Other voices will urge modification in other directions. But it is important to understand the motives behind various interest groups.Just as the small active cadre of those who seek to speak for the families of those who were slaughtered represent not a cross-section of such survivors,but a self-selecting sample of those both most emotionally distressed by their loss and most determined that their personal grief guide public policy,the "civic interest" groups like New York New Visions,Imagine New York,and the Civic Alliance are not representative of public opinion,but of established lobbies demanding change in the city.The desire to treat the terror attacks as a handy chance to implement wish-lists must be rejected.

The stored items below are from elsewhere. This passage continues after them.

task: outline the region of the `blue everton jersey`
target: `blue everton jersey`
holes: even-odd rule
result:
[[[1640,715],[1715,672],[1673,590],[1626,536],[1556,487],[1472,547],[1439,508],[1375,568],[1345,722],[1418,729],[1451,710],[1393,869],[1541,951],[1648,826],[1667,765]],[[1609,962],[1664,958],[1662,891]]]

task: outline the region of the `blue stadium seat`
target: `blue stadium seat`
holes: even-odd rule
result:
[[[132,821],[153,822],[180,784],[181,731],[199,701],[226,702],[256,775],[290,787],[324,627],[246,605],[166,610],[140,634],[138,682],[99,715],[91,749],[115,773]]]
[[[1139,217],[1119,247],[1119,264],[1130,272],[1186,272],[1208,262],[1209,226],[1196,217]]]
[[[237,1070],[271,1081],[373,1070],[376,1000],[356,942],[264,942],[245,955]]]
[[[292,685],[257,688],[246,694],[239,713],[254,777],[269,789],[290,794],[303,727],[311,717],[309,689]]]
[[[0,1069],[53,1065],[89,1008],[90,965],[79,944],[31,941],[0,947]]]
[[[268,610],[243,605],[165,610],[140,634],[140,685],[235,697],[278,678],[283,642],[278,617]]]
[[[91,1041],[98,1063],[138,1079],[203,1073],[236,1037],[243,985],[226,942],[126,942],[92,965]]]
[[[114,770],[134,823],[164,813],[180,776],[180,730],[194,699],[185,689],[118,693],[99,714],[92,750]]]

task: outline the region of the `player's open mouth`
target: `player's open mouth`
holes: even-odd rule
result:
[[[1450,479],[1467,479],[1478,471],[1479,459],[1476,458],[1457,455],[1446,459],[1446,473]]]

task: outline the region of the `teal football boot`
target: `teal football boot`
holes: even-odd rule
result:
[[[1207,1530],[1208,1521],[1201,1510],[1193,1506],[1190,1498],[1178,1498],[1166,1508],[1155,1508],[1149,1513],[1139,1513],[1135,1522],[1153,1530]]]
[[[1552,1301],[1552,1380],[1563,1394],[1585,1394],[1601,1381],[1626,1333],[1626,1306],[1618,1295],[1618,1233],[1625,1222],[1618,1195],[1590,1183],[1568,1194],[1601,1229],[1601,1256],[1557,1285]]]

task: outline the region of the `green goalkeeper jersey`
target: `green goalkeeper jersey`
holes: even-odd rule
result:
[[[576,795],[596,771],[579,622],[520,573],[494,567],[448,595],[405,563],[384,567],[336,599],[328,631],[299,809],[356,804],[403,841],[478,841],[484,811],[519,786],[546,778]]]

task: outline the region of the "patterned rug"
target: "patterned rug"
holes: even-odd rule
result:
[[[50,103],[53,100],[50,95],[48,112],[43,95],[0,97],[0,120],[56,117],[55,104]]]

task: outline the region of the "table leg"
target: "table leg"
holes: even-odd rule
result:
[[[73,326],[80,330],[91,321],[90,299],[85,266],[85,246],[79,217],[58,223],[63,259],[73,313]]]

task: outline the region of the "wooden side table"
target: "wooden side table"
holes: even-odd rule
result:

Until September 11th 2001 the status quo had no established lobby because it did not need to be defended...today a conspiracy of bureaucracy seems determined to leave the status quo of before September 11th 2001 defenseless.This environmental review process must not be perverted into another stage of that conspiracy,but must honestly weigh the drawbacks of failing to set ourselves back onto the course we were on before thousands of valiant lives were unconscionably snuffed out,and iconic structures revered the world over collapsed into ruin.
Where ten murderers in hijacked airplanes set out to humble New York's financial district never to rise again,timid beancounters and utopian theoreticians must not be allowed to finish the job.
The GEIS must be a fair evaluation of the consequences of the choices before us,not a biased attempt to sell an eyesore imposed in the teeth of public disinterest and dislike.